I have won the lottery several times, too. If I would send them my personal information they will deposit millions in my account. They trust me that I have the winning ticket in my possession, I need not offer proof.
The letter that inspired this frivolity arrived this morning. It was an official apology for all the attempted scams coming out of Nigeria. The “give me your bank account number” is called an Advance-Fee Scam.
Here is some history of the scam.
“The modern scam is similar to the Spanish Prisoner scam dating back to the late 18th century. In that con, businessmen were contacted by an individual allegedly trying to smuggle someone connected to a wealthy family out of a prison in Spain. In exchange for assistance, the scammer promised to share money with the victim in exchange for a small amount of money to bribe prison guards. One variant of the scam may date back to the 18th or 19th centuries, as a very similar letter, entitled “The Letter from Jerusalem”, is seen in the memoirs of Eugène François Vidocq, a former French criminal and private investigator. Another variant of the scam, dating back to circa 1830, appears very similar to what is passed via email today: “Sir, you will doubtlessly be astonished to be receiving a letter from a person unknown to you, who is about to ask a favour from you…”, and goes on to talk of a casket containing 16,000 francs in gold and the diamonds of a late marchioness.”

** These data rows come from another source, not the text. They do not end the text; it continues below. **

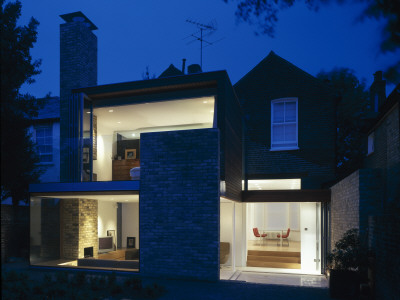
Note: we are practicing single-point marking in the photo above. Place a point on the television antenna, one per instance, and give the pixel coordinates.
(204, 30)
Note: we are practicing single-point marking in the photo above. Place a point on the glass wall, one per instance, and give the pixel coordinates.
(284, 236)
(114, 145)
(85, 231)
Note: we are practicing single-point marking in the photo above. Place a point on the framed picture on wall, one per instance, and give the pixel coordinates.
(85, 155)
(130, 242)
(112, 233)
(130, 153)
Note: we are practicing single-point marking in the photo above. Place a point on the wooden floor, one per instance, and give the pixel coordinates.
(274, 245)
(118, 254)
(270, 254)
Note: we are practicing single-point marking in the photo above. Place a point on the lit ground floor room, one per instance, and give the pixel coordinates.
(284, 237)
(85, 231)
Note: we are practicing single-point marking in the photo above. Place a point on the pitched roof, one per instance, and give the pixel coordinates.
(274, 64)
(171, 71)
(50, 109)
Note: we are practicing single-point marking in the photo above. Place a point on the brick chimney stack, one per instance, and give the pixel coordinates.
(78, 68)
(377, 91)
(78, 53)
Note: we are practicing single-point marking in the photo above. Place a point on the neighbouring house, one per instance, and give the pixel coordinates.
(369, 198)
(46, 134)
(185, 175)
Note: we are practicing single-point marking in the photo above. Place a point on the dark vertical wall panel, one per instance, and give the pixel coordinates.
(179, 204)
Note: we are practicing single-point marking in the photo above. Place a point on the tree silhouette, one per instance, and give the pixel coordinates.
(18, 157)
(263, 14)
(352, 108)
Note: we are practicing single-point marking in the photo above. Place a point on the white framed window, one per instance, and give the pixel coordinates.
(44, 142)
(371, 142)
(284, 124)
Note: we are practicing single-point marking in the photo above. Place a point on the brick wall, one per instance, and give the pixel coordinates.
(314, 162)
(179, 204)
(14, 231)
(79, 227)
(50, 228)
(78, 68)
(345, 200)
(384, 242)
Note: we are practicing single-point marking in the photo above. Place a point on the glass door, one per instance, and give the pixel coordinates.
(310, 232)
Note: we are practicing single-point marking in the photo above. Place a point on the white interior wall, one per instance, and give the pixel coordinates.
(240, 238)
(274, 216)
(107, 217)
(35, 222)
(102, 166)
(226, 226)
(130, 222)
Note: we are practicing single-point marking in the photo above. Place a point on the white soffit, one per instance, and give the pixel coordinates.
(107, 198)
(274, 184)
(157, 114)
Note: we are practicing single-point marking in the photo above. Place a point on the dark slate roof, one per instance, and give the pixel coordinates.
(276, 76)
(50, 109)
(390, 102)
(171, 71)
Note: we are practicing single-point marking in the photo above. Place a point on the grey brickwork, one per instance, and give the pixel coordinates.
(78, 68)
(179, 204)
(353, 200)
(314, 161)
(345, 199)
(14, 231)
(50, 229)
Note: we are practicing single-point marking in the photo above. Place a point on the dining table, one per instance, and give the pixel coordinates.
(274, 233)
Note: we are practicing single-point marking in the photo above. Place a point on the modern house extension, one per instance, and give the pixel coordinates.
(186, 176)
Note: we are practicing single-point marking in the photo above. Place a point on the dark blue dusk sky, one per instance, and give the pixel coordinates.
(135, 34)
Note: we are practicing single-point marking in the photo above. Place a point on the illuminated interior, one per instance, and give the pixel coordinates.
(118, 128)
(275, 184)
(85, 231)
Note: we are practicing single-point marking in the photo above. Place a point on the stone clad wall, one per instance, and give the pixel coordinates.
(179, 204)
(79, 227)
(88, 226)
(70, 228)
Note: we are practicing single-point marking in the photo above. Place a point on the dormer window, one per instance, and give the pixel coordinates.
(284, 119)
(371, 142)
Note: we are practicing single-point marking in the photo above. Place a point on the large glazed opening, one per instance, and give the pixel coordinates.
(279, 237)
(85, 231)
(284, 236)
(111, 134)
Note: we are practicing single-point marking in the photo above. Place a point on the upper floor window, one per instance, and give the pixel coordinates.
(44, 142)
(376, 103)
(371, 141)
(284, 119)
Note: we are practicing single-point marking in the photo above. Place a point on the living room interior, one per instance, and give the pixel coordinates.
(96, 231)
(116, 132)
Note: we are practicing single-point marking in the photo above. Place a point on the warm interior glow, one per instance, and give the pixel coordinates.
(275, 184)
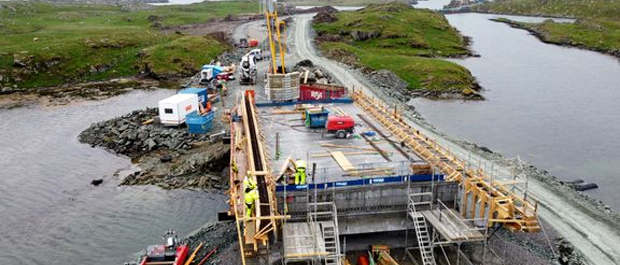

This morning’s variant was a letter from the United Nations. The email announced that the U.N. is concerned about these scams originating in Nigeria. The U.N. is aware that many American citizens have lost money in these scams. The U.N. has established a fund to repay Americans who have lost money in the variants of the Nigerian/Advanced Fee scam. You can claim your money from the U.N. by sending your checking account number to a certain email address. Tell the UN how much money you have lost and they will deposit that amount into your checking account as soon as possible. I’m glad the U.N. trusts me enough to offer to pay back any money I have lost. Do you think I should send them my account number?
Old scams have gone digital, just as many sins have gone digital. Sins that once took place outside the home are now piped into your device at the speed of broadband. The writer of Ecclesiastes warned us that there is “nothing new under the sun.”
There is dark side working on your soul, which wants to steal your joy and rob you of contentment. Be careful lest you send your checking account number to anyone or you believe the lie, “If you eat of this fruit you won’t die, you will have your eyes opened.” Adam and Eve fell for the first scam!
Church is a good place to learn about avoiding soul scams. We don’t want your checking account number.